La agroecología no es una moda pasajera: en Argentina lleva al menos treinta años de organización. Movimientos sociales, científicxs y productorxs vienen construyendo una nueva certeza: esta forma de producir nos alimenta mejor, genera trabajo y cuida nuestra salud. También tienen demandas, como la lucha por la tierra y políticas que promuevan otro modelo de agricultura. Paula Serpe y Andrea Sosa recorrieron chacras, hablaron con productores, participaron de verdurazos y, a la vuelta, escribieron esta crónica.

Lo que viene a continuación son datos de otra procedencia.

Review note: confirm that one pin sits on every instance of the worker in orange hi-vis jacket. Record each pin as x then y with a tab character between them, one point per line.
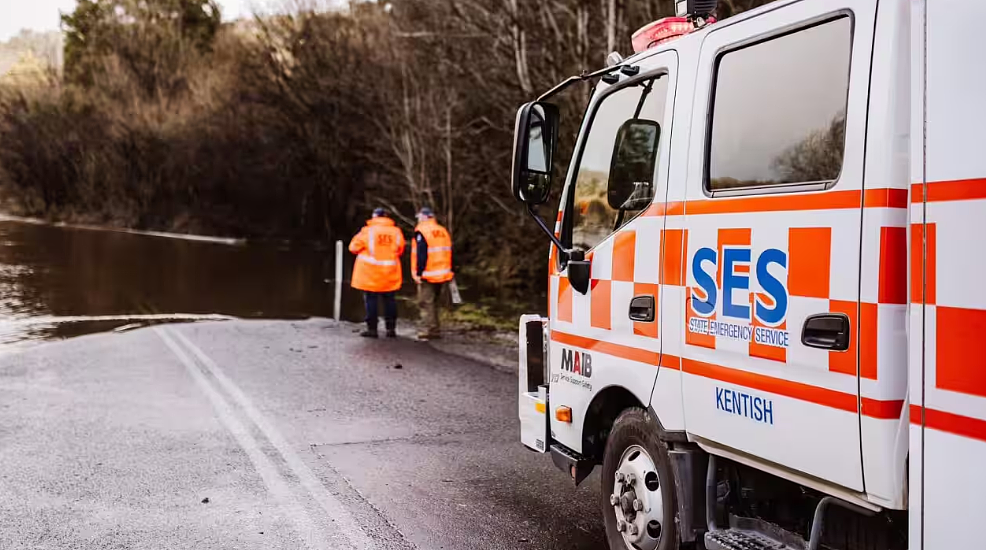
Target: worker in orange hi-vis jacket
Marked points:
378	248
431	268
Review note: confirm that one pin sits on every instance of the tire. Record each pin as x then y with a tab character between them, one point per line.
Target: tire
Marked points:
635	431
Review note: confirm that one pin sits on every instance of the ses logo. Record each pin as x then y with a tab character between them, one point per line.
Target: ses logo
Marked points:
737	311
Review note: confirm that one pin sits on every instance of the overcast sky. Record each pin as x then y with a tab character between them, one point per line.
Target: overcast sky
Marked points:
42	15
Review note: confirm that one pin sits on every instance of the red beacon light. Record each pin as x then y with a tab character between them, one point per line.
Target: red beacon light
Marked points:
665	30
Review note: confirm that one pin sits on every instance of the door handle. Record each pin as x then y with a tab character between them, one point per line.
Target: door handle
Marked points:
642	309
826	331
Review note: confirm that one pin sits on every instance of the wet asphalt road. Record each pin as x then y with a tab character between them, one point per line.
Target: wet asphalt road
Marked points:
260	434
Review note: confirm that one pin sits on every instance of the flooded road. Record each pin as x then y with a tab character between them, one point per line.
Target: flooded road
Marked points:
260	434
58	282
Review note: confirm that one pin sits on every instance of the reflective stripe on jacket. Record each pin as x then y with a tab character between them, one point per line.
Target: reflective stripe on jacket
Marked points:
378	248
438	269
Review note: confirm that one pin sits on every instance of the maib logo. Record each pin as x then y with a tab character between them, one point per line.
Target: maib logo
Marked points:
732	301
576	362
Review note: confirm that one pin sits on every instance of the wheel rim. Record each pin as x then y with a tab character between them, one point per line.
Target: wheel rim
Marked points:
637	500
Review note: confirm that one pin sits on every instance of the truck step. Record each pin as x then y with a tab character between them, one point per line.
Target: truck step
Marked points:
740	539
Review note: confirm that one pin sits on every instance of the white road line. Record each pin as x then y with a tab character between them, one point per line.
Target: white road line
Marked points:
312	535
332	507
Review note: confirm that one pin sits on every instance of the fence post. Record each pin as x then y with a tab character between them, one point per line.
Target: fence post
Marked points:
337	305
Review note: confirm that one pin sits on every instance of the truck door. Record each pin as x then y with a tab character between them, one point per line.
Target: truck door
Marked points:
772	209
618	171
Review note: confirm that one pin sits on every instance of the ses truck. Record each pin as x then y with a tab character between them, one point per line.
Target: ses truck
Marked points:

Desde que empezó la pandemia, Laura completa cada quince días un formulario online para pedir su bolsón de frutas y verduras agroecológicas. Va a retirarlo a un nodo de comercialización a tres cuadras de su casa, en el barrio de La Paternal. Lo descubrió al comenzar la cuarentena, buscando alimentos sanos y accesibles.

 

La encargada del nodo es Isabel. Tiene cuatro hijes y milita desde hace más de una década en la unidad básica donde entregan los bolsones. Dos veces al mes recibe los formularios, entre ellos el de Laura, y envía los pedidos a las organizaciones de productores. Hace cinco años su grupo encontró en la comercialización de productos agroecológicos una forma de acercar alimentos baratos y sin agroquímicos a la gente del barrio. Se conectaron con la Unión de Trabajadores de la Tierra (UTT) durante un verdurazo, una de esas jornadas en las que productores de alimentos se muestran ante el público urbano y dan a conocer sus demandas donando su producción. A partir de entonces el local de Isabel se transformó en un enlace entre productores y vecinos, que también visitaban las huertas para ver de primera mano lo que compraban en el nodo. Desde marzo, aunque los encuentros se interrumpieron, los pedidos se multiplicaron: pasaron de vender 20 a 100 bolsones cada dos semanas.

 

A la experiencia de Isabel hay que sumar los nuevos nodos autogestivos en otros espacios de militancia, centros culturales, o edificios de departamentos de las grandes urbes. Todos ellos surgieron en estos meses, en tiempos de COVID-19. Sólo la UTT tiene 250 nodos en el AMBA y otros 100 en el resto del país. Junto a otras organizaciones como el MTE-Rural o emprendimientos como la Asociación de Productores Hortícolas de la 1610 (solo para mencionar algunos), comercializan bajo formatos similares alimentos agroecológicos bien antes de que la pandemia los pusiera de moda.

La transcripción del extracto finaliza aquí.